Mothers-in-law seldom trust their daughters-in-law to be able to look after their sons after the Saas breathes her antim saans!
But mothers of straight sons can at least leave their pyaara puttars in the (however seemingly inadequate) care of their bahus. What happens if your son is gay? 
This fear was written large over the faces of many mothers at a Gay Bombay meet I recently attended. The law still prohibits same sex marriages, thus leaving many homosexual couples with only two options. Either defy society and move in together or live, grow old and die alone. 
Adoption laws also don't help. A man can't adopt a baby girl and a gay man cannot adopt a baby boy. While the intention of our law makers is only to protect children from abuse, it leaves most gay couples childless, unless they opt for surrogacy. The law of the land, unwittingly or by design, punishes gay men by making it almost impossible for them to have a happy family life.
It takes me back to that scene in Mrs. Doubtfire where Robin Williams tells children about different kinds of families... "Some have a mommy and a daddy. Some have just a mommy or just a daddy. Some only have grand parents..." It would be prudent to extend the scope and include families with two mommies or two daddies.
Gender doesn't define families or hold them together... Love does.

Thursday, April 19, 2012

Jerk!

This Friday is going to be very interesting for movie watchers. While the affable Ayushman Khurana will play Vicky, a young man who gets paid to jerk off... newest Bong bombshell to come out of the Bhatt arsenal, Palomi Dam, will lay bare the deep dark recesses of the mind of a woman seeking redemption (always an interesting area to explore). Wonder why the Bhadralok in Poshcim Bongo want to paint her bare back blue in the film's posters... Do they have some secret Smurf kink?

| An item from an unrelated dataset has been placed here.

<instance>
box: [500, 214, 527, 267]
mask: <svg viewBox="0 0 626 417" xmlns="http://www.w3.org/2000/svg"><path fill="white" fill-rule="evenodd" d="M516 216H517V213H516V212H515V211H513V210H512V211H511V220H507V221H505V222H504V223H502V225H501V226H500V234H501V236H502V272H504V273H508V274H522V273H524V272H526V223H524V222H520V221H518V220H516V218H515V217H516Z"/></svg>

I know what will be my 'paisa vasool' moment... a shirtless John Abraham getting wet and wild in a song that I'm sure will make no contribution to the storyline of the film he is producing. But as the said film's tag-line goes... Every Drop Counts ;-)

Takes me back to lines immortalised by his ex-flame Bipasha (the original Bong Bombshell of the Bhatt camp) in Jism... "Barson se is banjar zameen par barsaat ki ek boond tak nahi giri... Aur ab yahaan toofan aayega..." (I wanna kiss the horny little devil who wrote that!)

Vicky Donor also took me back to the 'reckless abandonment' argument from Legally Blonde. Or the priceless "Tujhe Holi khelne ka bada shauk hai, par suna hai ki teri pichkaari mein dum nahi!" from The Dirty Picture. Man... I love this new breed of writers!